AI Recovery Mode


Problem


Tests are created to ensure that your app is working. Sometimes, tests fail because features don’t work as designed. At other times, tests fail because features have been updated but the test hasn’t.

There are many ways failure happens (those two are just the most common), but one thing is always true: to fix tests, you have to watch the video replay, determine the steps that went wrong, and fix the problem – all by yourself.


Test maintenance is manual and time-consuming. Every UI testing software in the market struggles with this problem. It’s why people don’t update their tests to match their latest app functionalities. It’s why they then risk disengaging and dropping off.

Our users are right. They’re saying “If I fix my test now, it will break again when I next update this feature. So why worry about updating the test if I can continue building features?”.

Fundamentally, time spent debugging tests is time spent not shipping software. And if we could fix it, we’ll solve the number one pain point in the software.


Design Process


The problem was clear, but the solution was obscured. That is, until AI Block was launched and our team started asking “What if the same agents that can generate actions, can step in when those actions fail and try to re-generate actions and recover those tests?”


Thanks to a team agreement about how the high-level mechanism should work, my flow diagrams could go more detailed and lower-level. Even so, there were a few questions and challenges.


Challenges


We can unleash our complementary agents when a test fail, but how will they understand the user’s original intention?

Test failures almost always happen in the middle. If our agents step in the middle, how will it know when to stop re-generating actions? And how can it ensure that subsequent actions that were perfectly okay are not touched?


Minimum Viable Integration


We needed actual failures to see whether our AI can recover them. So we took a sample of failures from various customers, and sorted them into ways that AI could’ve fixed. We made two findings.

First, our agents would sometimes start hallucinating. They would fix failures, but often in ways that would pass situations that were supposed to fail.

For example, if the original action was to click a button called “Checkout” but it couldn’t be found on the page, a reasonable fix would be to look for the button by scrolling down. Instead, AI would sometimes append the URL with /checkout, refresh the page, or go to Google and search “How to checkout”.

Second, our agents would sometimes end up going too far after fixing.

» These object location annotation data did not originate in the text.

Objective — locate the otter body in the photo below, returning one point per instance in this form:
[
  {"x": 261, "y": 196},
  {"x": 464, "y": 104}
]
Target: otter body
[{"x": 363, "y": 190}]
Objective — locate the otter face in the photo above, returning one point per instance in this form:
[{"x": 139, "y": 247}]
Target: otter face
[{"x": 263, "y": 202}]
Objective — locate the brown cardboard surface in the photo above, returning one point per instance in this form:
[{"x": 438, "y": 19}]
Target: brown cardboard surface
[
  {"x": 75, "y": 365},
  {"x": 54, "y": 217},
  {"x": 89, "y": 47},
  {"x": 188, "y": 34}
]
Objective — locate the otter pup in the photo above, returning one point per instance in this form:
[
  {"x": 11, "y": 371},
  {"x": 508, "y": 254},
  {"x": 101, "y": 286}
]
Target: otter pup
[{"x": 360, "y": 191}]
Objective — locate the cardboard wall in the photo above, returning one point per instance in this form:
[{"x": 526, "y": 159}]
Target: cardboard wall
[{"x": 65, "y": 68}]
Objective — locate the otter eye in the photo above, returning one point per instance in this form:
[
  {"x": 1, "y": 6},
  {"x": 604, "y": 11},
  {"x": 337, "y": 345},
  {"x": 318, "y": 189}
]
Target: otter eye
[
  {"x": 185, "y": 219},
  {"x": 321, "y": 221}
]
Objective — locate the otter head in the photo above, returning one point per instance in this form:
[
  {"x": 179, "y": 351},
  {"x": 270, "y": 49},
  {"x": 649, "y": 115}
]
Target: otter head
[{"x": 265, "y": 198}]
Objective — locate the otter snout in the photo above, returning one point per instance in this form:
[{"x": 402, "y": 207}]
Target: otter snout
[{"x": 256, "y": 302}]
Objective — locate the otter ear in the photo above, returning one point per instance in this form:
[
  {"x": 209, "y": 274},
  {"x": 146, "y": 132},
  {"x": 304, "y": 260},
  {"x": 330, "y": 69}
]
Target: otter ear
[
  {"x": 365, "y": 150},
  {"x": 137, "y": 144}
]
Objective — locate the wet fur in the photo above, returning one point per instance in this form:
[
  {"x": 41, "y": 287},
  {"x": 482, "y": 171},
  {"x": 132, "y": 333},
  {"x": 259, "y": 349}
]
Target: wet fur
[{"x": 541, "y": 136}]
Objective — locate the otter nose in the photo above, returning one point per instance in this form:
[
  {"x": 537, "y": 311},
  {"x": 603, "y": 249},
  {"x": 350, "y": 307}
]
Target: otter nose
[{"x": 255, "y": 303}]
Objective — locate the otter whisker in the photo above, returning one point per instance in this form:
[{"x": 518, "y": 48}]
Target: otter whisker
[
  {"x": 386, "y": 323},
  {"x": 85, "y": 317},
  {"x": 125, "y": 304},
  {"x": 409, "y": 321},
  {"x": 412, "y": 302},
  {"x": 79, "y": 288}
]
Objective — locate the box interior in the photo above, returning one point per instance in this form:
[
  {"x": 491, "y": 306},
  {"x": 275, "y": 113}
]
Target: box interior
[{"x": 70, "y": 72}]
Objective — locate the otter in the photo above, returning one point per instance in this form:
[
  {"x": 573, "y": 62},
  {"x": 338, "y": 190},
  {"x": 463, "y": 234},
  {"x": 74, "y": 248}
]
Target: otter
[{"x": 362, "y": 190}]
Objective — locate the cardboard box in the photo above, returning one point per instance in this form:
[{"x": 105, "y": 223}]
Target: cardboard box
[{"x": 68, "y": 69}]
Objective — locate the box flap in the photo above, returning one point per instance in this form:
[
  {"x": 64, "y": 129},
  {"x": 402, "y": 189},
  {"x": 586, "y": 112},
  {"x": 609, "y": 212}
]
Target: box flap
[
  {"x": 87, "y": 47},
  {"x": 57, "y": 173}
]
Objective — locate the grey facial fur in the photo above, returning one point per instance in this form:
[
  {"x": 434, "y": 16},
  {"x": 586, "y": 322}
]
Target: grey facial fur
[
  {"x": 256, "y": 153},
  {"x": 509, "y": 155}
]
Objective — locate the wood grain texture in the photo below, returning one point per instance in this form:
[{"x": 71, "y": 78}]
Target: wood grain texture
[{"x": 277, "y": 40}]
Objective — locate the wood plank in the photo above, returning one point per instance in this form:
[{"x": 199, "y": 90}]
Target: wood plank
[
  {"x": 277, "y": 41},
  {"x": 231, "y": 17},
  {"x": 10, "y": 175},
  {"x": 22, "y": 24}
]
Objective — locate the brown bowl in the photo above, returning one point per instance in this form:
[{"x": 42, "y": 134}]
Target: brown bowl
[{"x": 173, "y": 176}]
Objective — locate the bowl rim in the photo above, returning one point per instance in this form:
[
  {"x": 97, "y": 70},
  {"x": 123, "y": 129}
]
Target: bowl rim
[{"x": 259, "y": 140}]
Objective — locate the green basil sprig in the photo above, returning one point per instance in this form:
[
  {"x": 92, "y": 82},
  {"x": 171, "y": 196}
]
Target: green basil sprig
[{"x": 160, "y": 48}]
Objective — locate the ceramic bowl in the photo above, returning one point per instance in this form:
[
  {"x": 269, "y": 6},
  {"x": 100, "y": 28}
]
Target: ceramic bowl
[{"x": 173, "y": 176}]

For example, if the original instruction was to “Fill in the shipping form with sample data”, AI would sometimes submit the form, wait for the next page to load, and click the “Buy Now” button there.

These were both creative behaviours, but they weren’t quite right. If we’re going to make AI Recovery work, it needed context.

Breakthrough


To stop the agents from hallucinating, AI Block came to the rescue. It had launched for a few weeks, and our users have been actively writing prompts for it. As it turned out, when our agents was given these prompts at the point of failure, they become accurate at recovering failures – both in terms of avoiding hallucination.

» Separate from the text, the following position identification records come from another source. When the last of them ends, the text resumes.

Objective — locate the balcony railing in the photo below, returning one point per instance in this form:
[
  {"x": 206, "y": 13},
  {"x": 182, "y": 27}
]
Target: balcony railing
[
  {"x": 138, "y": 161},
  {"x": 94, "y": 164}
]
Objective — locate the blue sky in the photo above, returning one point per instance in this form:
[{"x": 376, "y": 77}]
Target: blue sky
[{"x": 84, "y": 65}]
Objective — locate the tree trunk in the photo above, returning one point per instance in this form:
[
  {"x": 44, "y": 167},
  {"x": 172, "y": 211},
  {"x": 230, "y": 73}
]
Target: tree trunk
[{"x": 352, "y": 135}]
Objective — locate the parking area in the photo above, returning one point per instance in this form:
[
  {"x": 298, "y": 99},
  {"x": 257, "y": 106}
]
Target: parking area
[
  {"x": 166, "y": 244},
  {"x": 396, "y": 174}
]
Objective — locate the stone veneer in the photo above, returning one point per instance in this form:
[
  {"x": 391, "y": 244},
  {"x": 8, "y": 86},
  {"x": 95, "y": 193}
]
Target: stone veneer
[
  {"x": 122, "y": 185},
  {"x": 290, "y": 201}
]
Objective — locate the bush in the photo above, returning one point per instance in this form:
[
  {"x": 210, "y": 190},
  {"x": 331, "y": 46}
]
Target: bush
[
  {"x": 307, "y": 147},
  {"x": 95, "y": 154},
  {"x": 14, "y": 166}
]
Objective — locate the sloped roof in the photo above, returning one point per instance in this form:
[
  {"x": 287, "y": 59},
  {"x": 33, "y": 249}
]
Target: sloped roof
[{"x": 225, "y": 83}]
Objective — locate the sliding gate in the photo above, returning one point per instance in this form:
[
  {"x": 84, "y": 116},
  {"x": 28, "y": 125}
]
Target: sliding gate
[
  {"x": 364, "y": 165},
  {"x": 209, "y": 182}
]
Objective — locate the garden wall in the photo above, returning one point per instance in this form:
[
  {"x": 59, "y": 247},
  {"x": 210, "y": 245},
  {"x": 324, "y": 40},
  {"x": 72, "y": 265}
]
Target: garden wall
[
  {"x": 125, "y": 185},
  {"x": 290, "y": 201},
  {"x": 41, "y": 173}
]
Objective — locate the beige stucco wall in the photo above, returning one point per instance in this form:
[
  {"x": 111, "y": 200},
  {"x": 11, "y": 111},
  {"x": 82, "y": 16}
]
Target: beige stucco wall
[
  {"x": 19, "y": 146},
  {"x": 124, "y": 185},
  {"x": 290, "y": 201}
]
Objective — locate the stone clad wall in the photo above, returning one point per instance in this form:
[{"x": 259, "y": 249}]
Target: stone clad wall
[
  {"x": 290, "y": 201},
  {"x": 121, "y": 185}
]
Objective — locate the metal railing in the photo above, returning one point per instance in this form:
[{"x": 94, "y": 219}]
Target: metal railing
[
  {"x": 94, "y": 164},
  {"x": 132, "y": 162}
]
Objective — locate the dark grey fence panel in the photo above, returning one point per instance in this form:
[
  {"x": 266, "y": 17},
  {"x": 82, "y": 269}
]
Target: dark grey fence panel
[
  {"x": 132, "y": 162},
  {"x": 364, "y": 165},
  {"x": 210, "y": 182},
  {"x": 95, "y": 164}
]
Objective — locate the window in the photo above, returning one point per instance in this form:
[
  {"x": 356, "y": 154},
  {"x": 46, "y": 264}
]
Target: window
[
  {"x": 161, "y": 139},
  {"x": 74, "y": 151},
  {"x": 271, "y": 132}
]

To stop the agents from going too far, we had to accept that their prompt interpreting and action generation creativity were limiting its failure recovery ability. There had to be a trade-off. We couldn’t use the same agent for both activities.


Result


We created a separate set of agents especially suited for recovery tasks. Instead of being free to interpret instructions, they were given an explicit goal: try a set of actions that a human tester might do (like scrolling up/down or clicking on an item that conceptually means the same thing) and don’t try others (like going to a different page, modifying the URL, or using the browser interface).

And instead of delaying feature launch until we got the behaviour correct 100% of the time, we implemented policies for different types of AI Recovery:

  • Failures that happened inside AI Blocks has a prompt, and AI will fix it accurately. Apply the fix to the test straight away.
  • Failures that happened outside AI Blocks has no prompt. There’s a chance hallucination may occur. Ask users to review the fix before applying it.


Launching this feature meant that customers who have yet to use AI Block have a strong incentive to try and adopt it – and those who actively use AI Block are, at long last, freed from much of their test maintenance burdens.